Friday, May 23, 2014

Creating a Muddle: San Francisco Contemplates Hedge Funds

Creating a Muddle:  San Francisco Contemplates Hedge Funds

The Chief Investment Officer for the San Francisco City & County Employees' Retirement Systems, with $20 billion in assets, has proposed a new 15% allocation to hedge funds and a 12% allocation to alternative equity allocations.[1]  The allocation to alternative equity allocations would include a disparate collection of activist managers, country specialists, sector specialists and long-short managers, according to William Coker, San Francisco’s CIO.  In other words, it’s a broad classification of hedge funds that utilize equities in some capacity.  Even as the nation’s biggest public pension plan, CalPERS, scales back, the alternative bubble continues to inflate.

The foray into hedge funds will turn San Francisco’s asset allocation into a muddle.  Traditionally, there has been a clear distinction between equity (public stocks, private equity), debt, and real estate.  As I’ve written repeatedly, hedge funds aren’t an asset class.  Rather they are strategies that can encompass any or all of the traditional asset classes.  As a result, San Francisco isn’t going to have a very precise picture of the risks that it is taking.

Fortunately, some of San Francisco’s trustees are skeptical.  One even wrote Warren Buffet a letter, and Mr.
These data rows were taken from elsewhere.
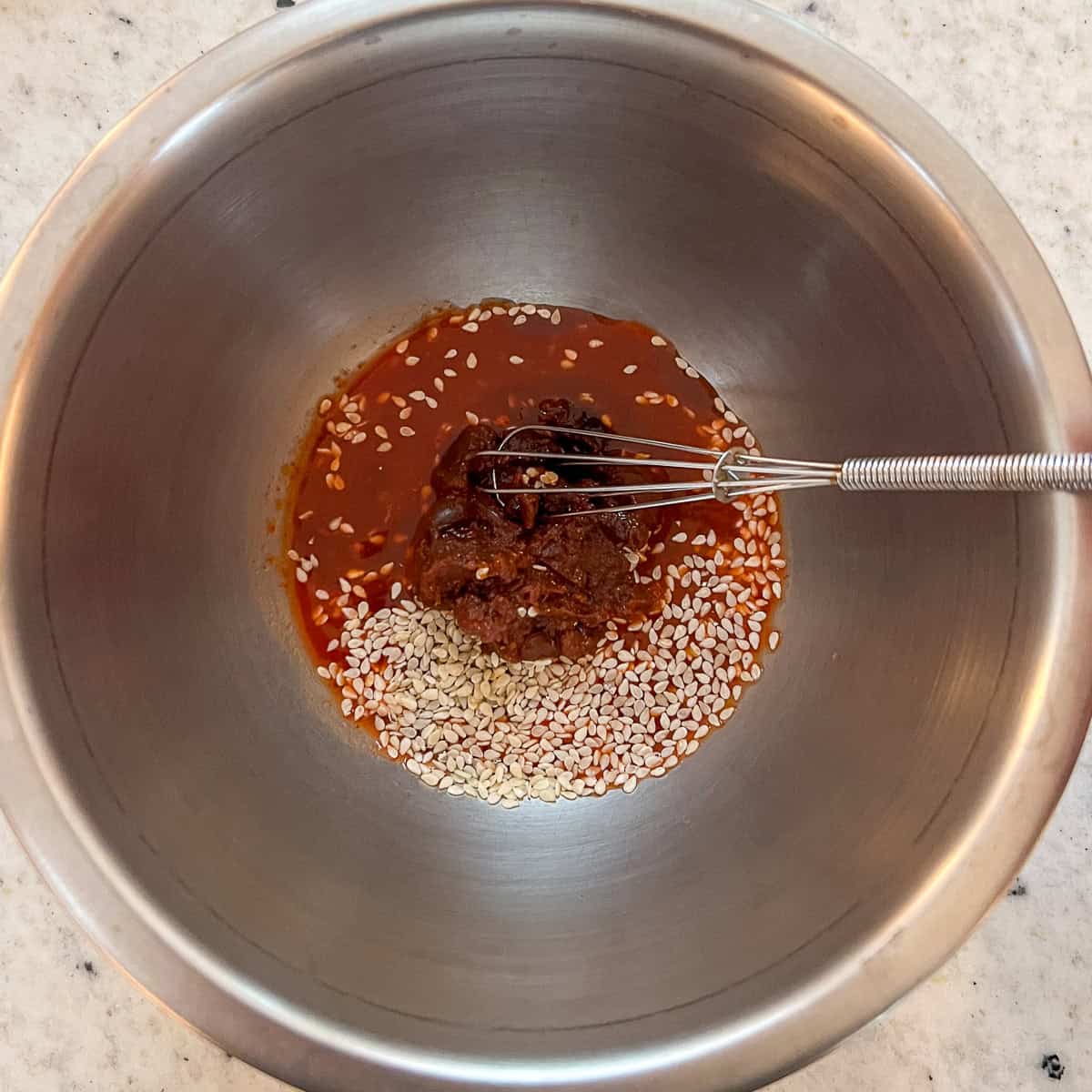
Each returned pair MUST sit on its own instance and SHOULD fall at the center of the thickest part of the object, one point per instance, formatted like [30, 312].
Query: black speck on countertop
[1052, 1065]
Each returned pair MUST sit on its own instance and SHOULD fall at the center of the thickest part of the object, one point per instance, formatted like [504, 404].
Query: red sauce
[361, 486]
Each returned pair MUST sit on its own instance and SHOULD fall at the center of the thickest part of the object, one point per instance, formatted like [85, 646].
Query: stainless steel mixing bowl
[823, 251]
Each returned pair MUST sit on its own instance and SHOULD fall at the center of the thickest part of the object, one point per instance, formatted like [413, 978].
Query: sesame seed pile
[470, 723]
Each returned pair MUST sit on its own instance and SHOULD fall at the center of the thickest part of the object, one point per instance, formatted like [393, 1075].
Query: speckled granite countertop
[1014, 83]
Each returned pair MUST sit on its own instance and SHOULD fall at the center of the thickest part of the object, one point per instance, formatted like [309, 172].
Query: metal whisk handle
[1026, 473]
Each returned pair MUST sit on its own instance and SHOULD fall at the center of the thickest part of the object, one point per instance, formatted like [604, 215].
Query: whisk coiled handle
[1026, 473]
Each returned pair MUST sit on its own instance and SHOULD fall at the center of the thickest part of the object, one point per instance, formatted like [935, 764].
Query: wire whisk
[734, 473]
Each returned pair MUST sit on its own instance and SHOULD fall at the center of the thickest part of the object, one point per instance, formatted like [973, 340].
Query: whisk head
[709, 475]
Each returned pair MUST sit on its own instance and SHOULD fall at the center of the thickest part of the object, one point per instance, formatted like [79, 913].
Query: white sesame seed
[468, 723]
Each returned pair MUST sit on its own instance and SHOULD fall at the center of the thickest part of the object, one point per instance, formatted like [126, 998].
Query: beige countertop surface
[1014, 83]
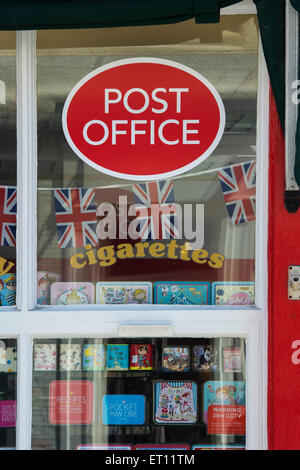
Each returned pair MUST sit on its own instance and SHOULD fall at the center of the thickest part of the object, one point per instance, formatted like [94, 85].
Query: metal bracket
[292, 201]
[294, 283]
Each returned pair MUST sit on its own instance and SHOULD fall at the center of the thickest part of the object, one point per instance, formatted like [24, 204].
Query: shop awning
[50, 14]
[296, 5]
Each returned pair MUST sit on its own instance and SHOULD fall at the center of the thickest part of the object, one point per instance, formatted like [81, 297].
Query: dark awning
[50, 14]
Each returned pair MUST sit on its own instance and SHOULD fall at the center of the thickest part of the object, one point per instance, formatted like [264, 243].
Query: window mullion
[26, 169]
[26, 226]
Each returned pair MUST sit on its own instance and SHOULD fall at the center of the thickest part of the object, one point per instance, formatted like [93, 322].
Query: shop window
[8, 156]
[133, 394]
[203, 252]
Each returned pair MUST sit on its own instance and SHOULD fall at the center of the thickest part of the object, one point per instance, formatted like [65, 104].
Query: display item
[71, 402]
[205, 357]
[44, 281]
[232, 359]
[124, 410]
[8, 413]
[44, 356]
[224, 409]
[182, 293]
[233, 293]
[72, 293]
[70, 357]
[124, 293]
[93, 357]
[175, 359]
[117, 357]
[8, 290]
[8, 360]
[141, 357]
[175, 402]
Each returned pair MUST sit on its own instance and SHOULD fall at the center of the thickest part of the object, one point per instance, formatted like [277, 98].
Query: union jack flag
[154, 203]
[8, 215]
[238, 183]
[75, 217]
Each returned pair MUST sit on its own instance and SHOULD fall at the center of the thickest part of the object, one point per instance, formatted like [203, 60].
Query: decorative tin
[141, 357]
[182, 293]
[93, 357]
[44, 356]
[70, 357]
[72, 293]
[124, 293]
[8, 290]
[232, 359]
[175, 402]
[233, 293]
[117, 357]
[224, 409]
[175, 358]
[205, 357]
[44, 281]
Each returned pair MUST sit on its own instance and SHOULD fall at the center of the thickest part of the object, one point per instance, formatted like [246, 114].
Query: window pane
[8, 194]
[202, 251]
[8, 393]
[131, 393]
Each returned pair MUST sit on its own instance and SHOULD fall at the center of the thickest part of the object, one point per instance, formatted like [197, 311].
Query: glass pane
[8, 393]
[8, 156]
[131, 394]
[202, 251]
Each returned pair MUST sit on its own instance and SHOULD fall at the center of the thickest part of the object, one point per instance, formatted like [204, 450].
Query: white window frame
[26, 322]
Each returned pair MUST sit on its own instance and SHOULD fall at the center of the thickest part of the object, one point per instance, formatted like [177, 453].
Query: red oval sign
[143, 119]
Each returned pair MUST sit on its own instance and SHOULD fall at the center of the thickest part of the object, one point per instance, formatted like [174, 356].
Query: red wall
[284, 314]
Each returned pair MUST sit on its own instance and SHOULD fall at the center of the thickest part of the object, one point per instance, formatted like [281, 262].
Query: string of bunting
[75, 208]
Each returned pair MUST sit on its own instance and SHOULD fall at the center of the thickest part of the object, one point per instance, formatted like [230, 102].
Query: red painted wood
[284, 314]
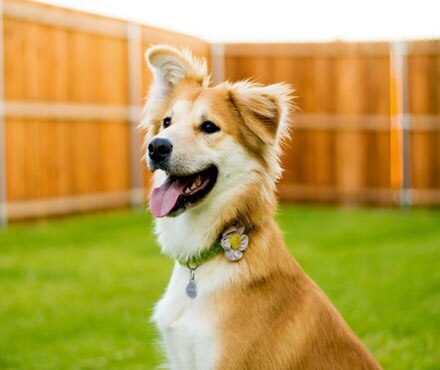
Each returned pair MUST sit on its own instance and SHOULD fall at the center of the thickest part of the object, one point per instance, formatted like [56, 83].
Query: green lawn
[78, 293]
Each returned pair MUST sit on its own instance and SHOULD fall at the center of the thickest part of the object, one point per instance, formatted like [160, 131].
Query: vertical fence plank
[3, 209]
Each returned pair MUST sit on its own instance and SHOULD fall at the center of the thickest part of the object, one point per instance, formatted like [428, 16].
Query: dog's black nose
[159, 149]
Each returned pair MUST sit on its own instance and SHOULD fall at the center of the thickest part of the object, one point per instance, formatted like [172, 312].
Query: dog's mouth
[179, 193]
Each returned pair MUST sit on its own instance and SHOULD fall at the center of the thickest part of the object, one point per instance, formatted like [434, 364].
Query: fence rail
[71, 92]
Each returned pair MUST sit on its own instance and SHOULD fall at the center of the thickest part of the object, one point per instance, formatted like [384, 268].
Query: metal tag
[191, 289]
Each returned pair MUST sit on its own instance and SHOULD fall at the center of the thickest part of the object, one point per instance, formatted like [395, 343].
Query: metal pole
[400, 123]
[3, 209]
[134, 39]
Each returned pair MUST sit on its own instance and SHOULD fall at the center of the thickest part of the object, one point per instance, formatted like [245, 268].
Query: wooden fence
[73, 89]
[73, 84]
[368, 126]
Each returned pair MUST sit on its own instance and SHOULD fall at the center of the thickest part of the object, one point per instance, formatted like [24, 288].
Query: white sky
[278, 20]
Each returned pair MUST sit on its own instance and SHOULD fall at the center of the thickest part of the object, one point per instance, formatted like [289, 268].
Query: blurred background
[79, 268]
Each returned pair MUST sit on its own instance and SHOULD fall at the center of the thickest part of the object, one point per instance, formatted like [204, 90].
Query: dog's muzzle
[159, 152]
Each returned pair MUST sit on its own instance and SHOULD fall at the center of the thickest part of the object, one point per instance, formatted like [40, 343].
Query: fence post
[400, 123]
[134, 49]
[3, 208]
[218, 62]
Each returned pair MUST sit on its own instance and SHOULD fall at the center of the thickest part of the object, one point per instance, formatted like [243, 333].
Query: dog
[236, 298]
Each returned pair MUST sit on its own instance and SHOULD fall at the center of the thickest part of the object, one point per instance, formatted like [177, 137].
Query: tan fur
[272, 316]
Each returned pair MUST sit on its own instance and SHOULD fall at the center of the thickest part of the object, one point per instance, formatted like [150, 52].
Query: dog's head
[209, 144]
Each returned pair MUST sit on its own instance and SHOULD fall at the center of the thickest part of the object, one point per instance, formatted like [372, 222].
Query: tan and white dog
[236, 298]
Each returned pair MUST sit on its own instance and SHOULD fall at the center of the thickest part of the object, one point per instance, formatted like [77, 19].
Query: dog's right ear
[170, 67]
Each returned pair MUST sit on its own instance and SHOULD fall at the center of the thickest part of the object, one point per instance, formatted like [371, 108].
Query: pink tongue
[164, 198]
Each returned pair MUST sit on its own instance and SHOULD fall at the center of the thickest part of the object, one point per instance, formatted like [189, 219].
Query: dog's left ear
[263, 110]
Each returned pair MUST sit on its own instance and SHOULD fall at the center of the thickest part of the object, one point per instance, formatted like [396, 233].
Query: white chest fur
[189, 326]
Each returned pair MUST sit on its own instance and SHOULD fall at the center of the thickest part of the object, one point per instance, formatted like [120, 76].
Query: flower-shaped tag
[234, 242]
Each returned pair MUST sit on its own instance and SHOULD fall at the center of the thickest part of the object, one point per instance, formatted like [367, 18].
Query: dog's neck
[197, 229]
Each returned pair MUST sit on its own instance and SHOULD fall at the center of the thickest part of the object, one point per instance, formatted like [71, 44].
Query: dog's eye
[166, 122]
[209, 127]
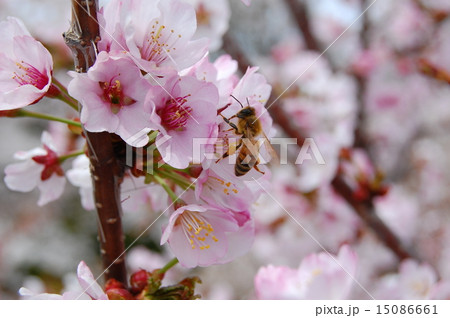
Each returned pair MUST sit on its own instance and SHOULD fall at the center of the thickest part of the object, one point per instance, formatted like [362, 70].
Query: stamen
[27, 74]
[197, 230]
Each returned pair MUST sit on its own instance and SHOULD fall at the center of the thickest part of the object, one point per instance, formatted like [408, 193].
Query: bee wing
[273, 154]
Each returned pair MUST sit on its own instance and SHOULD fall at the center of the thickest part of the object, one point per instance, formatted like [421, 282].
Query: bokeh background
[382, 89]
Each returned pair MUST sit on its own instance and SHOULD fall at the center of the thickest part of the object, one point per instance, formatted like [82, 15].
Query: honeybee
[249, 127]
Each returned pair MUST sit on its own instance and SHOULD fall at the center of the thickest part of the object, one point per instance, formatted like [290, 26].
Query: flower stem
[26, 113]
[166, 187]
[64, 96]
[169, 265]
[177, 178]
[71, 155]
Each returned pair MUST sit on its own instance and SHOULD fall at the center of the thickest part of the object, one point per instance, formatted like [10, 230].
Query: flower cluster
[154, 86]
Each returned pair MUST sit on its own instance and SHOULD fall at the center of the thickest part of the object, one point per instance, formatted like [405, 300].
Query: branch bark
[106, 170]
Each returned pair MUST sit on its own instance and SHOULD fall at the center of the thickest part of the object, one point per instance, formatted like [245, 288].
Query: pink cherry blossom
[197, 234]
[319, 276]
[223, 193]
[213, 18]
[186, 109]
[413, 281]
[221, 73]
[113, 97]
[39, 168]
[156, 33]
[88, 289]
[25, 66]
[80, 176]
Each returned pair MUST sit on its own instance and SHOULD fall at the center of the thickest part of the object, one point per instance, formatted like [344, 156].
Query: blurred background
[372, 89]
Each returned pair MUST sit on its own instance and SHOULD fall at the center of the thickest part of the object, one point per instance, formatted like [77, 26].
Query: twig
[105, 169]
[365, 210]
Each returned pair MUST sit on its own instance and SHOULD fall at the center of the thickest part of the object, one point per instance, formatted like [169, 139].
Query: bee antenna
[242, 106]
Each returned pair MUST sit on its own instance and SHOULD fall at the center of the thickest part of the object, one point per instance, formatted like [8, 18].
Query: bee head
[246, 112]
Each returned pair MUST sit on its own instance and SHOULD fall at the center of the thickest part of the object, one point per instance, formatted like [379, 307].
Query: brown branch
[361, 85]
[365, 210]
[105, 169]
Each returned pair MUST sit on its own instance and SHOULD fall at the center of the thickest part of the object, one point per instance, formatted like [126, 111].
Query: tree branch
[365, 210]
[106, 171]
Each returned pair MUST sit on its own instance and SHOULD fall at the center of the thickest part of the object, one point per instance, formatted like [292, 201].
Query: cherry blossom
[157, 34]
[212, 20]
[113, 94]
[221, 73]
[223, 193]
[185, 109]
[319, 276]
[25, 66]
[88, 288]
[40, 167]
[413, 281]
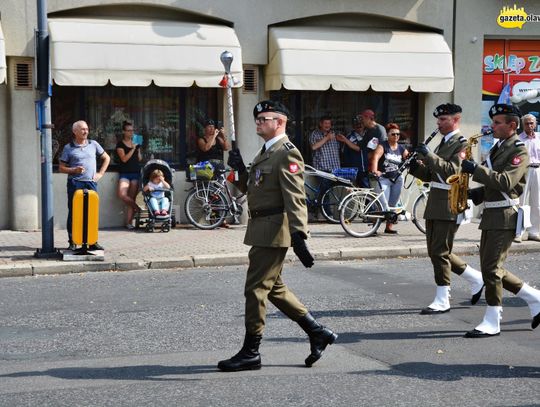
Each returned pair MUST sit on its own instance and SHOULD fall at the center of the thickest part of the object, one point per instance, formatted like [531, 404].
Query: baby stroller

Buffet counseled him to avoid hedge funds altogether.  Pensions & Investments reported a bit of Mr. Coker’s response to the trustees:

Mr. Coaker insisted that the pension fund would assemble a top-grade hedge fund staff and a top hedge fund consultant, and would do extensive due diligence to ensure that only top-grade hedge funds with strong return potential would be hired.

“We need to be very selective,” he said.

I hope that this wasn’t his best argument for making the changes to the allocation, because the rationale is laughable.  Who isn’t going to try to assemble a top-grade staff and top hedge fund consultant?  Who isn’t going to promise extensive due diligence?  Who wouldn’t want to hire top-grade hedge funds and insist on strong return potential?  As the umpteenth public fund to invest in hedge funds, there’s little hope of San Francisco meeting any of these thresholds.  Mr. Coaker can promise his trustees that he’ll be extremely selective, but it’s unlikely the better hedge fund managers will allow San Francisco the luxury of selectivity.

It’s hard to resist the lure of hedge funds.  I’m hoping San Francisco can.